Rouge Dragon Pursuivant
- In office 1946–1951
- Preceded by: Eric Neville Geijer
- Succeeded by: Robin de la Lanne-Mirrlees

Somerset Herald
- In office 1951 – 1967 (retired)
- Preceded by: George Bellew
- Succeeded by: Rodney Dennys

Personal details
- Born: 16 October 1900
- Died: 24 November 1972 (aged 72)
- Alma mater: University of Oxford

Military service
- Allegiance: United Kingdom
- Rank: major
- Unit: Scots Guards

= Michael Trappes-Lomax =

Michael Roger Trappes-Lomax, FSA (16 October 1900 - 24 November 1972) was a poet, soldier, historian, and officer of arms at the College of Arms in London. He was the third son of Richard Trappes-Lomax and during World War II, served as a major in the Scots Guards.

==Life==
As an undergraduate at the University of Oxford he was a member of the Officer Training Corps, after graduation he was commissioned a second lieutenant in the 4th/5th battalion of the East Lancashire Regiment (a Territorial Army battalion) in April 1927. He was promoted to lieutenant in April 1930, but later in the year he transferred to the Supplementary Reserve of Officers, and became a Scots Guard. He resigned his commission in 1935, but in 1938, with World War II approaching, he was re-commissioned.

He saw action in Egypt and served as Aide-de-camp to General Sir James Marshal Cornwall. On his formal retirement in 1951 he was granted the honorary rank of major.

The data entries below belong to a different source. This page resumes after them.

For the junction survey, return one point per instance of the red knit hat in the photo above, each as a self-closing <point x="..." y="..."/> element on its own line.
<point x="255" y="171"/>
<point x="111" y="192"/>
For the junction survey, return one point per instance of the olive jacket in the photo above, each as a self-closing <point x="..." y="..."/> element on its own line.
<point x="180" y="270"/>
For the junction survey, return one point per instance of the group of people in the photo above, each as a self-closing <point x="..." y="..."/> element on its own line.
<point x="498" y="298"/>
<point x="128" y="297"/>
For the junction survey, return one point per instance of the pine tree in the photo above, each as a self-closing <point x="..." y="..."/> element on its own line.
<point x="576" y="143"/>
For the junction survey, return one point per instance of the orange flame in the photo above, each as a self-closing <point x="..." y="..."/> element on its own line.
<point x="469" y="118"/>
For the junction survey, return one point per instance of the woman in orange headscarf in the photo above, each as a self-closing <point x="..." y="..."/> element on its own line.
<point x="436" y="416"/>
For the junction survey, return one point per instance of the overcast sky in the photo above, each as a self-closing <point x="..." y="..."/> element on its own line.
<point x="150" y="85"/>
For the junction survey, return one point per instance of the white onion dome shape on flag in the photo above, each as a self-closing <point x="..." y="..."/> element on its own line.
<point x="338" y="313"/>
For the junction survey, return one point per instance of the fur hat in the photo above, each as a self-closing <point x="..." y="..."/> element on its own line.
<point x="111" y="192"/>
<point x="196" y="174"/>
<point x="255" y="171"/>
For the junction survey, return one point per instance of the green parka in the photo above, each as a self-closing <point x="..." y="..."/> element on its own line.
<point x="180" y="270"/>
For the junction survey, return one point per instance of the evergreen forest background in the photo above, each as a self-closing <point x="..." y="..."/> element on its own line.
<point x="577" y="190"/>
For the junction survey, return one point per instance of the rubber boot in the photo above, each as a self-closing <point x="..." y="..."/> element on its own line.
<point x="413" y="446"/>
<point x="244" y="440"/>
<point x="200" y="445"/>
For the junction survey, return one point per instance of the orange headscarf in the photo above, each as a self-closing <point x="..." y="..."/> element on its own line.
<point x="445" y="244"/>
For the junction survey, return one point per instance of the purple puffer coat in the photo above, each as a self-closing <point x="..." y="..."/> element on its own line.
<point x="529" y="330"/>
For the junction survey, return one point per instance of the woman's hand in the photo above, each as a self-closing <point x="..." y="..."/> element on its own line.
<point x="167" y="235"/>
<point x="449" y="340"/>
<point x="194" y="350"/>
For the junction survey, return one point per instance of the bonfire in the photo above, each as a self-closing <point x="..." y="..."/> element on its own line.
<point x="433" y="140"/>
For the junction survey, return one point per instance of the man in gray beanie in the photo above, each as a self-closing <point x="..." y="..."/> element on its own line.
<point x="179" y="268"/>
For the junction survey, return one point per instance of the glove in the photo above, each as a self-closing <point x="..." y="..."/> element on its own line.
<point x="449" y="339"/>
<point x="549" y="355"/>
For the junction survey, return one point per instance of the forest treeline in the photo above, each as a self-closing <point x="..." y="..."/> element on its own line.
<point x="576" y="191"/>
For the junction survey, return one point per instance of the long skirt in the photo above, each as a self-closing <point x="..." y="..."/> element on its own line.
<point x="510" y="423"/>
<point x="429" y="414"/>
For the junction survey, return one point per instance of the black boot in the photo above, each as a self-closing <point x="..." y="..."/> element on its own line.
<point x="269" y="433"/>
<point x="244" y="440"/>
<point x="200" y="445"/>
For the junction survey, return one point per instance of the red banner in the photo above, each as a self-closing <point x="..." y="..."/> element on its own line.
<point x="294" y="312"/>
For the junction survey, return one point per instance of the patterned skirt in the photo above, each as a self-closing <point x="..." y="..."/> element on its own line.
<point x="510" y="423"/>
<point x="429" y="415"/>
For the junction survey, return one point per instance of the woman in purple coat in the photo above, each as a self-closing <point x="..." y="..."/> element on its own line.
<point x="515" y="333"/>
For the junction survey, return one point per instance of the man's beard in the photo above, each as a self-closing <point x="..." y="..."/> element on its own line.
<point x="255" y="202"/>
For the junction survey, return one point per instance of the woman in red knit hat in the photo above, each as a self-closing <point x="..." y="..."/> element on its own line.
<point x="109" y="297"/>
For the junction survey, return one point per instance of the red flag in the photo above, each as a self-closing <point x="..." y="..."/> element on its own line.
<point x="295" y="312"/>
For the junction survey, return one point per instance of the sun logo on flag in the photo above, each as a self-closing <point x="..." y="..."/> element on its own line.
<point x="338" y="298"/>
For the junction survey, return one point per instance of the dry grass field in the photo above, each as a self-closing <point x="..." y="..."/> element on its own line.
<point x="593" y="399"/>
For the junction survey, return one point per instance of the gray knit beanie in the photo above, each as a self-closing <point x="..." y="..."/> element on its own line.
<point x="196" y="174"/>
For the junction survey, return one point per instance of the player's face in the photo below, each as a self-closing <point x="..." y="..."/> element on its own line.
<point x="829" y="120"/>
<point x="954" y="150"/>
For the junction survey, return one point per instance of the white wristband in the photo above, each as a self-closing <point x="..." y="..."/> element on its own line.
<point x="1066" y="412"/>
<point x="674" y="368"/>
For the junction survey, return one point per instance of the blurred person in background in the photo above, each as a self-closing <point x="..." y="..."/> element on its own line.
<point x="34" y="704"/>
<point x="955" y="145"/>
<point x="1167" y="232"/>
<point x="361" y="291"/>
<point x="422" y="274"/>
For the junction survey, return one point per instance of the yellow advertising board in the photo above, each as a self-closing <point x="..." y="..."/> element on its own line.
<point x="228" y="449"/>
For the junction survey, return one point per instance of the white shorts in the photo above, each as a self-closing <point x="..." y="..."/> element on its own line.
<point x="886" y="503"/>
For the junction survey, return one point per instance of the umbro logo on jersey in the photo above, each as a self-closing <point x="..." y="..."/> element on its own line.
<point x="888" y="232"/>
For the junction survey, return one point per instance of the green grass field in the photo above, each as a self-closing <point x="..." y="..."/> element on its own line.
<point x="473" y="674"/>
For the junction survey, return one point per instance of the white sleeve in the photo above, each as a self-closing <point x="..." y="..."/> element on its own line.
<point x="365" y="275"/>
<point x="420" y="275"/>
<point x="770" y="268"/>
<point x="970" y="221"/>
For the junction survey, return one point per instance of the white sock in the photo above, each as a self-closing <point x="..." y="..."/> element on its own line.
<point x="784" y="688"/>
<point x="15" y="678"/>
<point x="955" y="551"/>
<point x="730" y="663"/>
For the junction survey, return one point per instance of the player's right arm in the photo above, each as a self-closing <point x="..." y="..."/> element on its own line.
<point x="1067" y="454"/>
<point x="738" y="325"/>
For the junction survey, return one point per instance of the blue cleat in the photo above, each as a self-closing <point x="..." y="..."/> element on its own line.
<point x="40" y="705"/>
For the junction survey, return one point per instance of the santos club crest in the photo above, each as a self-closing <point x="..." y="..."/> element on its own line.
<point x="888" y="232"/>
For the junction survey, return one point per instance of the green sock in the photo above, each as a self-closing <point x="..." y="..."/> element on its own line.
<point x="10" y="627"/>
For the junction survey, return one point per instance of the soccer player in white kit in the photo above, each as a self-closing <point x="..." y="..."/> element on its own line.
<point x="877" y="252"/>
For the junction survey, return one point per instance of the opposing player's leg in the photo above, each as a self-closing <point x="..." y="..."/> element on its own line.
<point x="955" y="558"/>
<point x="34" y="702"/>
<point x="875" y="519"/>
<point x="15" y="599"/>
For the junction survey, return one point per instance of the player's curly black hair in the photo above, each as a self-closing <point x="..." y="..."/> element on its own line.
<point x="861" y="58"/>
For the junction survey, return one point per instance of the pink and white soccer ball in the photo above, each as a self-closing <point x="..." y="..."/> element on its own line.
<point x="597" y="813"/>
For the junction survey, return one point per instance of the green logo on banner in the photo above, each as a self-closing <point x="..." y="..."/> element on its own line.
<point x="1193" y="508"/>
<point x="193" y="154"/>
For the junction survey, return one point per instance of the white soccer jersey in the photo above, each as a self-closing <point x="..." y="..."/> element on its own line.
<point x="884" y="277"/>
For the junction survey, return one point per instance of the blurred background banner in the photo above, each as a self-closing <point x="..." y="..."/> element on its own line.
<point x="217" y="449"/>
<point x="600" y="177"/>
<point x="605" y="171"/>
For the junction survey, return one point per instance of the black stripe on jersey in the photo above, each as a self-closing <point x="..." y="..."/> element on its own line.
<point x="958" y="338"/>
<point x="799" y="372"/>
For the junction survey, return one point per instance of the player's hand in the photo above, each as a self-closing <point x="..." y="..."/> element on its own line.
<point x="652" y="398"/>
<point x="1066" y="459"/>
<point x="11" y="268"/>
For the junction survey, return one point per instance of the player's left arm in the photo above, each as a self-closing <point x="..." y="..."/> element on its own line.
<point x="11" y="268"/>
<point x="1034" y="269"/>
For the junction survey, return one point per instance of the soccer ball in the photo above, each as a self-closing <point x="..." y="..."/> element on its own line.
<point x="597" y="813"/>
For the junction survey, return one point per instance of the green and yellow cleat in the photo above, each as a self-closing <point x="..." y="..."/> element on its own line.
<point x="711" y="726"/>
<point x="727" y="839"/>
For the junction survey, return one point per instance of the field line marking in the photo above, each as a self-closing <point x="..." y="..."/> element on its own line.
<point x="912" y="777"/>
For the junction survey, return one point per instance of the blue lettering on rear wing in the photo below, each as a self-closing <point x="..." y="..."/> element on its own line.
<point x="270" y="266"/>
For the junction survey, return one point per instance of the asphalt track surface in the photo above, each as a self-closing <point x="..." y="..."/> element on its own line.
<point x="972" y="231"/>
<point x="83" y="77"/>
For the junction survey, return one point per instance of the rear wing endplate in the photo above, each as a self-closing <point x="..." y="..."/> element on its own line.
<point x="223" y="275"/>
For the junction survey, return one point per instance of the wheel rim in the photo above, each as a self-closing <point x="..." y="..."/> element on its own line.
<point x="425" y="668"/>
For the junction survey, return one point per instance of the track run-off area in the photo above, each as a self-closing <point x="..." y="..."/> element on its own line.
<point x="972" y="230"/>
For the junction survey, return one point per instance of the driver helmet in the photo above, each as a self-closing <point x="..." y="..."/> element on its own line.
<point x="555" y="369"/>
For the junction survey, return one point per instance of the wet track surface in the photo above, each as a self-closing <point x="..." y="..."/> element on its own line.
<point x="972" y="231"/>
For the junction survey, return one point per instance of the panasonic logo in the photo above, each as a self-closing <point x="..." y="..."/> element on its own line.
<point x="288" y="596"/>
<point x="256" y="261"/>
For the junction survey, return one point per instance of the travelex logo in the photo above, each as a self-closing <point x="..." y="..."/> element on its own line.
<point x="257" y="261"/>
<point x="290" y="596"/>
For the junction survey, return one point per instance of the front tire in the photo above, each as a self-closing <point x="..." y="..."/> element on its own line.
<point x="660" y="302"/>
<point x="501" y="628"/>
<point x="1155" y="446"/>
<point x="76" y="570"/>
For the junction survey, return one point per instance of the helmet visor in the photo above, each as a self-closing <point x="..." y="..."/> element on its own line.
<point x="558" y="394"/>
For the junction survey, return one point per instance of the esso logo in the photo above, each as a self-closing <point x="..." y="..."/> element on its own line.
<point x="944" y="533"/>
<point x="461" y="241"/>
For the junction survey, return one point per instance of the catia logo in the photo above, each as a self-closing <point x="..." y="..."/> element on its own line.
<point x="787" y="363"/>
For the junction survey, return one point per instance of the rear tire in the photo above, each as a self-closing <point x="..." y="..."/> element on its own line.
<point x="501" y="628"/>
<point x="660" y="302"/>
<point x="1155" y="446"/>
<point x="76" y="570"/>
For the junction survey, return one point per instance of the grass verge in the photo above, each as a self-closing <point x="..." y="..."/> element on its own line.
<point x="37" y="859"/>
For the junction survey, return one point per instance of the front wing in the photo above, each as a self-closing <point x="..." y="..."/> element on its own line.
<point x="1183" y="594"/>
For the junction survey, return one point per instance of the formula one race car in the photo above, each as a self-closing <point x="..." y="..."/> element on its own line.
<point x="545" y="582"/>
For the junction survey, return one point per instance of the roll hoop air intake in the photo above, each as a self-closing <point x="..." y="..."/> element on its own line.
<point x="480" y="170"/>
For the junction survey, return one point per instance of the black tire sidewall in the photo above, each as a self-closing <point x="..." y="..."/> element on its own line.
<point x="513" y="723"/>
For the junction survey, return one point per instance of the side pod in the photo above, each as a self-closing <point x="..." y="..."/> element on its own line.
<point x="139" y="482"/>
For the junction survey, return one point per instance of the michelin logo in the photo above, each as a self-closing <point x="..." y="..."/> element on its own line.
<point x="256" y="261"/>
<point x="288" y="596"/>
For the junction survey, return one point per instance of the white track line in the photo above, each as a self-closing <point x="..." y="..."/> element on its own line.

Shortly after the war, Trappes-Lomax began his heraldic career with an appointment as Rouge Dragon Pursuivant of Arms in Ordinary on 28 August 1946. He held this post until 1951 when he was promoted to the office of Somerset Herald of Arms in Ordinary. It was in this capacity that he took part in the proclamation and Coronation of Queen Elizabeth II. He retired from this position in 1967.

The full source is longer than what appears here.